Let's further assume that the sets S and T are not reduced by symmetry.  It seems to me that reduction by symmetry is essential to the efficiency of your algorithm, but that reduction by symmetry is not essential to the basic correctness of your algorithm.  So I will choose to assume there is no reduction by symmetry in S and T.

So your algorithm is going to form products of the form st.  Some such products will be 10 moves from Start and some such products will be less than 10 moves from Start.  Eliminating those products that are less than 10 moves from Start is a detail that is pretty simple to take care of it, so I will omit that detail.

We are left with the quintessential problem that some of the products that are 10 moves from Start will be duplicate.  sitj may or may not be equal sktm, where i ≠ k and j ≠ m.  We only want to count the cases where sitj and sktm are not equal.

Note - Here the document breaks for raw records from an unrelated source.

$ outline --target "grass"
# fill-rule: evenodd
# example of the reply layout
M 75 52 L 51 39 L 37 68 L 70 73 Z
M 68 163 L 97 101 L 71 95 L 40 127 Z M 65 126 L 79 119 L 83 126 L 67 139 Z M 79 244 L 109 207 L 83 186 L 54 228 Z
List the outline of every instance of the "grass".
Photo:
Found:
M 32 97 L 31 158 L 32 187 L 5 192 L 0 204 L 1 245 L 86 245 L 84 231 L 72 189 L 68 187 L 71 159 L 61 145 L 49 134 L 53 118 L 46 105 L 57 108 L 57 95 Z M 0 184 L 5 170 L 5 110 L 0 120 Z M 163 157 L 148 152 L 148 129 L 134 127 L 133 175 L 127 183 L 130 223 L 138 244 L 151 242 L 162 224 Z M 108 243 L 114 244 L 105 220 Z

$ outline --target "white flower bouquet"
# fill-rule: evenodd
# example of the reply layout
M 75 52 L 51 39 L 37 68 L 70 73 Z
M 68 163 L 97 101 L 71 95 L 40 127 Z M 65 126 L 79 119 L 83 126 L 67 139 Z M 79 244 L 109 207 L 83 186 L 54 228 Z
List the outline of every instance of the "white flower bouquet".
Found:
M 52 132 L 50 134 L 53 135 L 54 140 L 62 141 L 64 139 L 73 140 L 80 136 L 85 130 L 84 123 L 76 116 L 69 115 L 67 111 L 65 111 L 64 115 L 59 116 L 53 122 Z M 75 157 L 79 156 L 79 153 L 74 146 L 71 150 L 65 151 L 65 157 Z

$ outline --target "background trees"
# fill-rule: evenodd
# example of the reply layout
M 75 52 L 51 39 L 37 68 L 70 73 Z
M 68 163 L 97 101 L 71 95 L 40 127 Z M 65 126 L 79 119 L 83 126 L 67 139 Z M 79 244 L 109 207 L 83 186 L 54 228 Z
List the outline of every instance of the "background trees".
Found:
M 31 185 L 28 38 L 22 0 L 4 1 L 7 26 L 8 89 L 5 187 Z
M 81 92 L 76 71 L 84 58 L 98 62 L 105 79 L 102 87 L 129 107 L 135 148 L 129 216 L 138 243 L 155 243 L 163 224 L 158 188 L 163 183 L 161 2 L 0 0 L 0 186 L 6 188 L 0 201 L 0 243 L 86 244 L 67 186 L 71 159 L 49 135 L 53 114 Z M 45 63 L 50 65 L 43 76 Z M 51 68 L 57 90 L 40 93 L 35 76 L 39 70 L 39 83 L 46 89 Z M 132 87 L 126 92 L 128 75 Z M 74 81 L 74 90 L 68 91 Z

Your algorithm does not produce the products st in a totally random order, nor does it produce the products in lexicographic order.  Rather, it produces the products in sort of a targeted order.  We let z=st, and we write z as z=(zc,ze), where zc is the position of the corners and ze is the position of the edges.  For the purposes of your algorithm, a coset is the set of all positions with a fixed zc.  So it seems to me that you need to find the set of all solutions to the equation zc=sctc for a fixed zc.  Some sc and tc pairs will solve the equation, and most of them won't.  How do you quickly find all the sc and tc pairs that will work?

The following occurs to me, but you are probably doing something a little more clever than this.  For the case where S contains those positions 2 moves from Start, S only contains 114 elements and there are only 114 possible values for sc.  When S contains positions more than 2 moves from Start, there will be more than 114 elements, of course.  Also, further from Start than 2 moves, there will be fewer distinct corner positions in S than there are elements in S.  But let's just stick with simple case.  Anyway, for each specific sc in S and for each fixed zc as described above, we solve zc=sctc for tc.  Namely, tc=sc-1zc.  It's then pretty straightforward to determine if sc-1zc is in T.  But as I said, you may be doing something more clever than this.

Correct

Symmetry reduction is not essential for my algorithm. It is merely a way to reduce memory consumption and calculation time. I need 12 Bytes to store a position, so my depth eight table is 166 MBytes in size. Without symmetry reduction it would be nearly 16 GBytes. I have to add a lookup table to easily convert between non symmetry reduced and symmetry reduced, which is 350 MBytes in size (4 Bytes for 88179840 possible corner cube positions) but it still saves over 15 GBytes.

About avoiding duplicates. It is just not that big a deal, that trying to avoid duplicates is worth the trouble. Even at depth 14 I use all non symmetry reduced positions at depth six (there are 7618438) and combine each with essentially every symmetry reduced position at depth eight once (there are 13890036), which is not entirely correct if the depth eight position is symmetric, but this is almost never the case. All in all my algorithm produces 7618438*13890036 which is about 105.8 trillion positions. Out of these 72.8 trillion were not duplicates of depth 14 or shorter moves. This means at best I could avoid generating about one out of three positions. At depth ten is only one out of four positions.

About the last part tc=sc-1zc is exactly what I am using in my program. It is so straight forward I couldn't think of something more clever than that. And I have a table which indexes the positions at depth eight by their corner cube position, so I just have to look if my index says there are some or there are none.

At depth two for S I simply use all 243 non symmetry reduced positions even though there are only 114 different corner cube positions. Since calculating tc is so easy I am not sure if I could save much but doing it only once instead of twice. At depth six it would be about once instead of five times, which still is not that much since it is an outer loop. If I had stored the non symmetry reduced positions, this would be quite easy to do. But I have a list of symmetry reduced positions and two positions with the same corner cube position might need to be treated differently because of different edge cube positions.